Talvez não haja morte.
(Olho para o teu quadro).
Talvez seja só a vida que serenamente
decida abandonar o corpo.
Tranquilamente, tal como uma borboleta que pousou numa flor,
e finalmente a decide deixar.
Sem dramas, com a suavidade de um toque de seda,
A borboleta deixa a flor.
Não há nenhuma mulher vestida de preto, nenhuma caveira,
Nenhuma ceifeira.
(Sinto o frio do vidro da moldura
E o calor das memórias de um futuro que já passou).
Só uma borboleta que deixa uma flor,
Com toda a indiferença em relação a tudo
o que sentiu e experimentou.
Depois vai voando pelos campos verdejantes,
Rumo ao arco-íris onde nada existe.
(Vêm-me lágrimas aos olhos,
não sei se de tristeza ou alegria).
Não me enganas, Sophia.
Vejo nos teus olhos todas as promessas de Verdade,
Na tua face a porta para um mundo onde se pode tocar
o tecido de veludo e cetim que é a felicidade.

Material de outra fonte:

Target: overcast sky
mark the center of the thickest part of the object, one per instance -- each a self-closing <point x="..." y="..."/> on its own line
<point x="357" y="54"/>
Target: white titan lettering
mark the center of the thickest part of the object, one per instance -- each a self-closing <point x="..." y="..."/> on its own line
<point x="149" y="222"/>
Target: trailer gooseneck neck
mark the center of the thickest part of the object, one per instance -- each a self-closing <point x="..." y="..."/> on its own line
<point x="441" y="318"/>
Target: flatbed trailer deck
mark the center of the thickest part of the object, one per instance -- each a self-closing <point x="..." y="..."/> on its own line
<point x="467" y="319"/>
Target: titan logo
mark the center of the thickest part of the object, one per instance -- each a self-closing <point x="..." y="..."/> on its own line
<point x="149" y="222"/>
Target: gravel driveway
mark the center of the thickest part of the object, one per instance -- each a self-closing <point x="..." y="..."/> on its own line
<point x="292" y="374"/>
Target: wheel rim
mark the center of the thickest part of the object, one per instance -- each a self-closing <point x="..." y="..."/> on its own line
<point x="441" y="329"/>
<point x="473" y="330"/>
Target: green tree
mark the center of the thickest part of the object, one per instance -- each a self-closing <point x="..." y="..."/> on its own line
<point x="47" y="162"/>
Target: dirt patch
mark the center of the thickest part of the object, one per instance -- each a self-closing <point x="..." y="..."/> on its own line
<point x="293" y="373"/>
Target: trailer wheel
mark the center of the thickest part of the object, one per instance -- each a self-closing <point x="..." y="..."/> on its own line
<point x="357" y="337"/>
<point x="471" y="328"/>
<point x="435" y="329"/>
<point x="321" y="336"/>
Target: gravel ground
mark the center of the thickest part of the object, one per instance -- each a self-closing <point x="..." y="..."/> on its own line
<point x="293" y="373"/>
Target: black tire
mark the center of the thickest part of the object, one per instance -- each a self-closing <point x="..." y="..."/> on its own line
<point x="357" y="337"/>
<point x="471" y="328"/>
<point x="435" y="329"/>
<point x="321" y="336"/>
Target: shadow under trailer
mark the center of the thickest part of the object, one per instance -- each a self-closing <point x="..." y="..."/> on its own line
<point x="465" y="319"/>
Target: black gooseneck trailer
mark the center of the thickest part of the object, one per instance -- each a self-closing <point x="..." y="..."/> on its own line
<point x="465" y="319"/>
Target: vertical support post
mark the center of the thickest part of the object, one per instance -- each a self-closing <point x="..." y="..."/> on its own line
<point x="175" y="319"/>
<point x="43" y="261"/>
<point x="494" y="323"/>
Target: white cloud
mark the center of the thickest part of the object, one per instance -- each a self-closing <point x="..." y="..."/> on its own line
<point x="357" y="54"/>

(Felicidade? Sim, é isso que promete o rosto atrás do vidro).
Nada disso é real.
Pois vejo todas as pessoas que enganaste
que levaste à perdição em nome de uma causa maior,
que destruíste e usaste.
(Será mentira? A tua foto é tão inocente).
Mas o que é real, Sophia?
Tu sabes mostrar aos homens que nada é certo,
que tudo é relativo,
que somos simples marionetas
que tentam ganhar vida própria.
Talvez nada valha a pena.
(Viro a moldura, coloco-a no chão).
Mas não fiquemos parados, Sophia.
Viajemos pelo mundo,
Estudemos Matemática, Física, Filosofia,
Ajudemos pessoas,
Caminhemos pela areia,
Subamos as montanhas.
(Tenho que atirá-la fora, já não me serve de nada.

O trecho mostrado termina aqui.